Travelers avoided United Airlines last year, leaving it with a fourth-quarter loss as it continues to pay for its stumbles in absorbing Continental.
United Continental Holdings Inc. on Thursday reported a $620 million loss for the quarter as passenger traffic dropped 3.2 percent.
The loss was driven by $408 million in spending on the integration for things such as training and repainting airplanes. Superstorm Sandy hurt profits by $85 million, too.
"We are absolutely not satisfied with the financial results we produced last year," said Jeff Smisek, the compay's chairman, president, and CEO.
United, the world's biggest airline, said it will cut 600 administrative and management positions via voluntary buyouts and layoffs. Last month it cut four senior executives, out of a pool of about 50.
Many of the cuts are expected to happen in Chicago. That's where United is based and where it has one of its biggest hubs at O'Hare International Airport. The company employs about 84,000 people worldwide.
United's switch to a single passenger-information system last year caused problems with its website and frustrated some of its most lucrative customers when they couldn't get upgrades to first-class seats. Some of its customer service workers at airports struggled with new software on their computers, creating long lines.
Those problems drove potential customers away.
United wants to put those issues behind it and says the technology issues have been resolved solved.
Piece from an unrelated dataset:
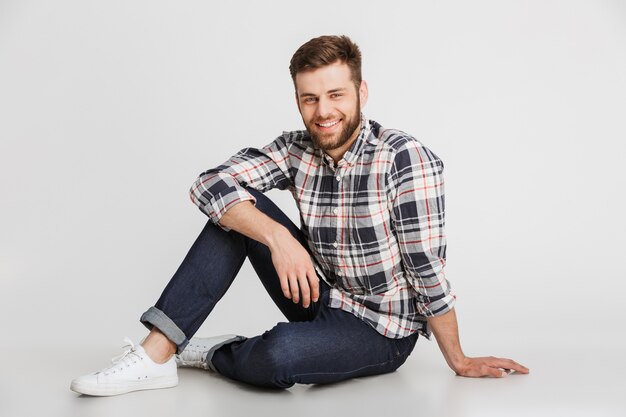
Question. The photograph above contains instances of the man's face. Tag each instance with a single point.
(330, 105)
But in an admission that United still needs to improve its interactions with travelers, Smisek said the airline has begun extra customer service training for ticket and gate agents, call center workers, and flight attendants worldwide. Leaders are getting the training this month, and workers worldwide will get the training by the end of this year, the CEO said. The company is labeling its new customer service standards, "It's our job."